To listen to Spielbergs’ debut album, ‘This is Not the End’, is to picture a room of people in black jeans and denim jackets, with the flash of a white sports sock above a tattered pair of Vans classics. It’s to picture sweat, euphoria, a giddy release of hoarse voices and spilled beer. If you are in your 30s, and coming to terms with the fact, it knows you. It feels the same way.
All of which is to say that this Norwegian band operate in the same wheelhouse as Japandroids, the Menzingers and many others who are content to snap out of the drudgery of their day-to-day with a power chord and a hollered whoa-oh. One of their first pieces of press, a loving but realistic write-up from Ian Cohen at Stereogum, weighed in with this: “Congrats, you’re a new band that set its exact coordinates to that of the 30-something rock dude. Good luck with that.”

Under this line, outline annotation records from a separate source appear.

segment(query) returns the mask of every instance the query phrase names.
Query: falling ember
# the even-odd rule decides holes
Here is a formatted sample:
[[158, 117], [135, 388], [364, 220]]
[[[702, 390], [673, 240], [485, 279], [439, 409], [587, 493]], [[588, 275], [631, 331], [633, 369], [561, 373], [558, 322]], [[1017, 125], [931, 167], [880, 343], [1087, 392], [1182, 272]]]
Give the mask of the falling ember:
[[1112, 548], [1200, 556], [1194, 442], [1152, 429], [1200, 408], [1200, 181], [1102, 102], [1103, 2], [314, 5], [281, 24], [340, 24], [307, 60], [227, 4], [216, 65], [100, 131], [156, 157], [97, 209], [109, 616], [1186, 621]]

What Spielbergs must do, then, is take ingredients that go stale very quickly and make them feel fresh and exciting. Their first EP, ‘Distant Star’, suggested they had the chops and guile, forged during stints in indie-rock bands a decade ago, to do so, but they were a couple of steps off the pace when it came to pulling things together into a whole.
‘This is Not the End’ remedies that in sterling fashion. Two thrilling highlights from the EP—Distant Star and We Are All Going To Die—are carried over and situated among a number of songs that match them, and another handful that ably expand on Spielbergs’ sound in supporting roles. There are pockets of post-rock, retro keys and straight-up power-pop here, all wrapped in a sort of weary abandon.
There is a push-pull dynamic at work throughout, which situates ‘This is Not The End’ closer to the real world than the sickly nostalgia of the band’s name would initially suggest. It feels tired in a modern sense—tamped down by rent, expectations, small dreams that didn’t materialise, minor changes that went unnoticed. “I wanna leave this city,” Mads Baklien sings on Distant Star. “But tell me what to do.” On the beautiful closer Forevermore: “In the beginning, when I was young, I had the chance to be anyone.”
Where Spielbergs have succeeded is in making their origin story—essentially as a side-project to the members’ real lives—one of the least interesting things about them. These songs spring from a place of boredom and misplaced creativity, which will strike a chord with anyone who begins five days a week crammed onto a commuter train, or who regularly looks over their shoulder to a time when they cared about things. We are all going to die, indeed.